There’s no guaranteed smooth sailing for everyone, though.

Former Penn State safety Ayron Monroe, also with a degree in hand, has not landed with another program, which in January he Tweeted was his plan. Wide receiver Irv Charles, who last played for Penn State in 2017, entered the portal and seemingly has not landed with a college program. He is now working out with former Penn State running back Bill Belton, who has started his own training company, Athletic Firm. Cornerback Jabari Butler who transferred to Penn State from Abilene Christian, arrived in 2017, never cracked the starting lineup and left at the end of the 2018 season. 

THE 6 COACHES YOU MEET IN STARKVILLE

In Stevens’ case, Starkville was a soft landing spot — for many reasons.

He knows head coach Joe Moorhead’s offense. He knows JoeMo. He knows that last season’s starting QB, Nick Fitzgerald, has graduated. 
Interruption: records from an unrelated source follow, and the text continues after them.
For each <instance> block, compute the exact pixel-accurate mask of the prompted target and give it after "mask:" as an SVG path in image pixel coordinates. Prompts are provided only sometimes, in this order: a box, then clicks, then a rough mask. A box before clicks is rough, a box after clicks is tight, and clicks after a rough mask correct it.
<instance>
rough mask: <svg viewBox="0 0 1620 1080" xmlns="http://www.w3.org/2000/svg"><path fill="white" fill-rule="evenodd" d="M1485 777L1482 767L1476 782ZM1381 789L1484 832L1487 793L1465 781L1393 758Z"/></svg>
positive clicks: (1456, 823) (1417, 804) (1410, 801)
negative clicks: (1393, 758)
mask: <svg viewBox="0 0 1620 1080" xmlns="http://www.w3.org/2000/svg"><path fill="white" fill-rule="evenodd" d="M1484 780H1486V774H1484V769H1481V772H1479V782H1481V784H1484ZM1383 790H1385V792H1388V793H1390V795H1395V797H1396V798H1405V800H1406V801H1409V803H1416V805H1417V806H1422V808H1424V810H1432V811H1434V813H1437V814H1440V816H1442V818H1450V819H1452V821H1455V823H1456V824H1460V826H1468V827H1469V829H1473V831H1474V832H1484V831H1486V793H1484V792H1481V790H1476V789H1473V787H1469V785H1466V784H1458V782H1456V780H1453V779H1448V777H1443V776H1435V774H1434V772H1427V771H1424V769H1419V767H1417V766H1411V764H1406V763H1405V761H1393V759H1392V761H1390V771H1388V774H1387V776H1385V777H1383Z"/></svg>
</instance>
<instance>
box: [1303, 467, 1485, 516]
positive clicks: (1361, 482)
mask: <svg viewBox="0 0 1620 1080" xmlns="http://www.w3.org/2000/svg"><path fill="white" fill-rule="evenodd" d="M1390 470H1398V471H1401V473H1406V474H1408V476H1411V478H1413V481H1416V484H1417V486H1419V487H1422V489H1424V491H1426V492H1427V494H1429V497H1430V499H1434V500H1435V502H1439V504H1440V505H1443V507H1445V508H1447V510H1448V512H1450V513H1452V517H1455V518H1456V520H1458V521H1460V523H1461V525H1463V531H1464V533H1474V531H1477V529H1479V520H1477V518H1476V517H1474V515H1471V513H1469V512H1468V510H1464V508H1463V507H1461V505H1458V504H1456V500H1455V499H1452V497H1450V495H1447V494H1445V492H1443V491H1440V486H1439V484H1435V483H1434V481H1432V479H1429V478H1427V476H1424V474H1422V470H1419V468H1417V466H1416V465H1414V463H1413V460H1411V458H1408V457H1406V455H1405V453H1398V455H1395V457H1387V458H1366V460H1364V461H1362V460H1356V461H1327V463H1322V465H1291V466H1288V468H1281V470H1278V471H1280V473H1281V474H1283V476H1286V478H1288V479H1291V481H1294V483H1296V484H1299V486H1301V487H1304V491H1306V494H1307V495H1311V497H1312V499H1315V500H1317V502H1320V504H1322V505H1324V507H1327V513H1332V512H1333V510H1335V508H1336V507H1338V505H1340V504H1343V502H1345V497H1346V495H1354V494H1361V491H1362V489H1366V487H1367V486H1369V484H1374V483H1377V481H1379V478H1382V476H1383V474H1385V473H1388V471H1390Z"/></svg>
And Stevens, who arrived in State College in January 2015, knows five other MSU coaches and staffers:

Mississippi State defensive coordinator/savant Bob Shoop led the Lions’ defense in 2015. Bulldogs director of recruiting Mike Villagrana was on Penn State’s recruiting staff from 2015-17. MSU defensive quality control assistant Will “Moneyball” Reimann was an offensive analyst at Penn State in 2017, after a stint at Fordham under Moorhead and then working for Andrew Breiner, the Bulldogs’ current offensive coordinator/QB coach who succeeded Moorhead as Fordham’s head coach in 2016-17.

(Breiner, 35, is a native of Hummelstown, Pa. He played collegiately at Lock Haven and then served as a GA under Moorhead at UConn, before following JoeMo to Fordham. He’ll be Stevens’ position coach on a daily basis.)

Stevens, who is nearly 22-and-a-half, was actually teammates with two MSU assistants, both of whom have the cliched yet true high football IQs.

Nyeem Wartman-White, now a Mississippi State defensive graduate assistant, was a standout linebacker at Penn State from 2012-16. And Stevens will also be reunited with Billy Fessler. Fessler was a walk-on backup quarterback at Penn State from 2014-17, serving as Penn State’s kick holder in 2017 in addition to being the primary offensive signaler in 2015-17. Last season, Fessler was a GA at Slippery Rock.

Now, Fessler will once again be giving Stevens the play calls — to a degree, anyway.